Ripa v Petrosyants 2019 NY Slip Op 32638(U) August 15, 2019 Supreme Court, Kings County Docket Number: 510658/17 restates the age old principle that one may not successfully sue an attorney unless there was an attorney-client relationship, or something very, very close to it. This was a restaurant investment gone bad. Judge Leon Ruchelsman picks up:
“To succeed on a claim for.legal malpractice it must be shown that the attorney failed to act with the “ordinary reasonable skill and knowledge commonly possessed by a member of the legal professional (Darby & Darby, P.C. v; VST International, Inc., 95 NY2d 308, 716 NYS2d 378 [2000]). As a preliminary matter, of course, there must be evidence of an attorney client: relationship (Wei Cheng Chang v. Pi, 288 AD2d 378, 733 NYS2d 471 [2d Dept., 2001]) . A client’s unilateral belief that an attorney client
relationship existed is insufficient to establish such relationship
even though a formal retainer agreement is not required (Terio v.
Spodek, 63 AD3d 719, 880 NYS2d 679 [2d Dept., 2015]).
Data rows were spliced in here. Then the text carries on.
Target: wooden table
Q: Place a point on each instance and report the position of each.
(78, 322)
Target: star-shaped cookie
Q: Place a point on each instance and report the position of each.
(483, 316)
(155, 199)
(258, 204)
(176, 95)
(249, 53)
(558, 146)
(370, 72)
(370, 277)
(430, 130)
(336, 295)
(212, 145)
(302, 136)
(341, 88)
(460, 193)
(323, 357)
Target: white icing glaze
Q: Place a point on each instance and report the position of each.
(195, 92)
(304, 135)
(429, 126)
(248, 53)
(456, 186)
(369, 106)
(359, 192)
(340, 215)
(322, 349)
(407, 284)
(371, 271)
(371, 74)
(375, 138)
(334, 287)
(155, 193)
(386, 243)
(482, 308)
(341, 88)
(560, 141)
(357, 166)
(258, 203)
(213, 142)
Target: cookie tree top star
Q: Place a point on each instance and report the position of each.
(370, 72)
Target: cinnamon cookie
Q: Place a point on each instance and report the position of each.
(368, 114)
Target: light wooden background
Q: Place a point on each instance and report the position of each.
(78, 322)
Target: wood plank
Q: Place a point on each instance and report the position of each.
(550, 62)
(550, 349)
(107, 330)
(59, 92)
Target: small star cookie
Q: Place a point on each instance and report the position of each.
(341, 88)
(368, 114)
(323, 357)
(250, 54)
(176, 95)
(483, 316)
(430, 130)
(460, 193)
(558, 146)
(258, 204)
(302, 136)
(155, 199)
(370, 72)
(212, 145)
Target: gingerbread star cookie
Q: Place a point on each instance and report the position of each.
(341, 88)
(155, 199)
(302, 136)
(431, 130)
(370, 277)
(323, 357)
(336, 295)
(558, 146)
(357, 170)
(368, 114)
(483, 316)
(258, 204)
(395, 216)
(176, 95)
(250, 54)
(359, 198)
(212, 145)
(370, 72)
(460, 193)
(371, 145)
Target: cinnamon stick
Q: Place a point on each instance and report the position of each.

Thus, “to
prove an attorney-client relationship, there must be an explicit
undertaking “to perform a specific task” (Nelson v. Roth, 69 AD3d
912, 893 NYS2d 605 [2d Dept., 2010]).
The plaintiff has asserted an attorney client relationship existed but has failed to present any evidence supporting that contention. The plaintiff asserts that Ofshtein “billed several thousand dollars for legal services” (Affirmation in Opposition, 9). However, the plaintiff has not presented any evidence of any such bills that would conclusively substantiate the allegation contained in the complaint. Thus, ‘that allegation is conclusory
and, unsupported. Consequently, the plaintiff has failed to establish an attorney client relationship and consequently the motion to dismiss the malpractice claim is granted.”